Ferguson has achieved notable success on the North American comedy circuit and has performed to sold-out theaters all across the country, including Carnegie Hall and Radio City Music Hall. He has five widely acclaimed stand-up comedy specials: “A Wee Bit O’ Revolution” which premiere in 2009 on Comedy Central; “Does This Need to Be Said” in 2011 on EPIX and Comedy Central; “I’m Here to Help” in 2013 on Netflix, which earned him a Grammy nomination for Best Comedy Album; “Just Being Honest” in 2015 on EPIX, which earned him a second Grammy nomination for Best Comedy Album; and “Tickle Fight” in 2017 on Netflix.

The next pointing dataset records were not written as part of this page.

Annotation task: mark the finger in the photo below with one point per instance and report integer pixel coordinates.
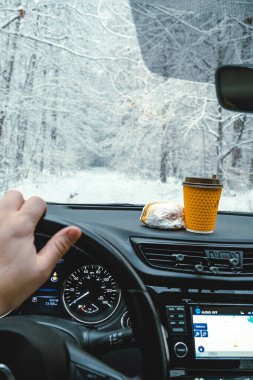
(12, 201)
(33, 209)
(57, 246)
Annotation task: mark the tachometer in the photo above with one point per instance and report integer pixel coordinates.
(90, 294)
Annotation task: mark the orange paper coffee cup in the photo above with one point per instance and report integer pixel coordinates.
(201, 201)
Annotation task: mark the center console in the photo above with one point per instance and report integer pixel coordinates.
(210, 332)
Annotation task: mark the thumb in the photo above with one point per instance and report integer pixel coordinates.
(57, 246)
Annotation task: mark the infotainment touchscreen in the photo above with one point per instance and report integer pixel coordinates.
(222, 332)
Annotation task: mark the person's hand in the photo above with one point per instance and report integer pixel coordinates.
(22, 269)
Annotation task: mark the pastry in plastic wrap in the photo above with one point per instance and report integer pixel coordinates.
(163, 215)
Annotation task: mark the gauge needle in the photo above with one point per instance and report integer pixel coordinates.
(85, 294)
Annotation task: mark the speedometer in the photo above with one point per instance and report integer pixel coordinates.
(90, 294)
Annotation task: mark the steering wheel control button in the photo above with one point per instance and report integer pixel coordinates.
(126, 320)
(6, 373)
(181, 350)
(176, 319)
(84, 374)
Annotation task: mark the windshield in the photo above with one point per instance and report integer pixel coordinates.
(113, 101)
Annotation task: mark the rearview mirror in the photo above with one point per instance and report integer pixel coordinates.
(234, 87)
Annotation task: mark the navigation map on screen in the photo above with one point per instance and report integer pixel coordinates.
(223, 331)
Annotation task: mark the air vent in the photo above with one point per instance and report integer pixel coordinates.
(197, 258)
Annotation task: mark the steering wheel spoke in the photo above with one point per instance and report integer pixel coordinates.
(85, 366)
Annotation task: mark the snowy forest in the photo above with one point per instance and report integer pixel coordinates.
(126, 86)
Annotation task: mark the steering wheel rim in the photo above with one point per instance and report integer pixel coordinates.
(145, 322)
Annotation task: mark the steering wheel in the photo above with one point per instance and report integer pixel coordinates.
(30, 350)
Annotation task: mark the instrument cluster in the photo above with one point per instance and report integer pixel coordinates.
(77, 288)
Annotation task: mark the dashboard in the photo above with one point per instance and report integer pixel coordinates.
(201, 286)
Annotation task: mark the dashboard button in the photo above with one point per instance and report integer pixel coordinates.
(179, 330)
(180, 350)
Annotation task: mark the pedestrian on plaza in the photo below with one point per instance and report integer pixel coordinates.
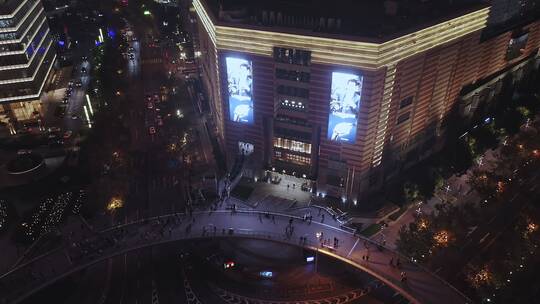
(403, 277)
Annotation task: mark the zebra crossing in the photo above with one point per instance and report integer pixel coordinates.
(152, 61)
(231, 298)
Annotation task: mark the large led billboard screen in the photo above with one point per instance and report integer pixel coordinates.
(344, 106)
(240, 85)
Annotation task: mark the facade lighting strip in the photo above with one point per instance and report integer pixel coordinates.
(383, 116)
(26, 65)
(28, 79)
(40, 88)
(24, 49)
(16, 28)
(9, 16)
(19, 40)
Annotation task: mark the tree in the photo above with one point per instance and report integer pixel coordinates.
(411, 192)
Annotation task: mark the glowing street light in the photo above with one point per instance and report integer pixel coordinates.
(442, 238)
(115, 203)
(89, 104)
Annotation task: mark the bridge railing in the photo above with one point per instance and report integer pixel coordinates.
(119, 239)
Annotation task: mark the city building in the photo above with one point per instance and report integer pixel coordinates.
(348, 94)
(503, 11)
(26, 58)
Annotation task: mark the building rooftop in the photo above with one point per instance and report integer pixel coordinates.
(372, 19)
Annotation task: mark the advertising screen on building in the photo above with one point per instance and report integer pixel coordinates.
(344, 107)
(240, 85)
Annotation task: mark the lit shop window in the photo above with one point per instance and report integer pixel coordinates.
(291, 104)
(292, 158)
(292, 145)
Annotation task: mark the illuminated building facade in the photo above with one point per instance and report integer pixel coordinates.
(328, 99)
(26, 58)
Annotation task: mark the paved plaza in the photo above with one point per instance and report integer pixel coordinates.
(421, 286)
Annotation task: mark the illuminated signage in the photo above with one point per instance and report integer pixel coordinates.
(344, 106)
(240, 86)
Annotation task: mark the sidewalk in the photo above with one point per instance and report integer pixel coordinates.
(421, 285)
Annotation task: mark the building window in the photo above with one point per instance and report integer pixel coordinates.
(292, 75)
(292, 56)
(334, 180)
(292, 158)
(292, 145)
(406, 102)
(293, 105)
(293, 91)
(403, 117)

In 2006, Ferguson debuted his first novel entitled Between the Bridge and the River, which made it onto the bestseller list. In 2008, Ferguson succeeded in becoming a US Citizen, mentioning that this is his home after thirteen years and “my heart is here.” Soon after, Craig had landed himself the biggest date of all; a date with President Bush hosting the White House Correspondence Dinner. Critics raved of his witty and comical deliverance speech to the 3,000 attendees who included political journalists, celebrities, and Washington’s power players. In 2009, Harper Collins published Ferguson’s memoir American on Purpose - a book about why and how late night funnyman Craig Ferguson became an American. The book was listed on the New York Times bestseller list. It was also nominated for a Grammy Award for Best Spoken Word.
Ferguson also serves on the board of the Lollipop Theater Network. The mission of the Lollipop Theater Network is to bring movies that are currently in theatrical release to hospitalized children facing chronic and life threatening illnesses nationwide.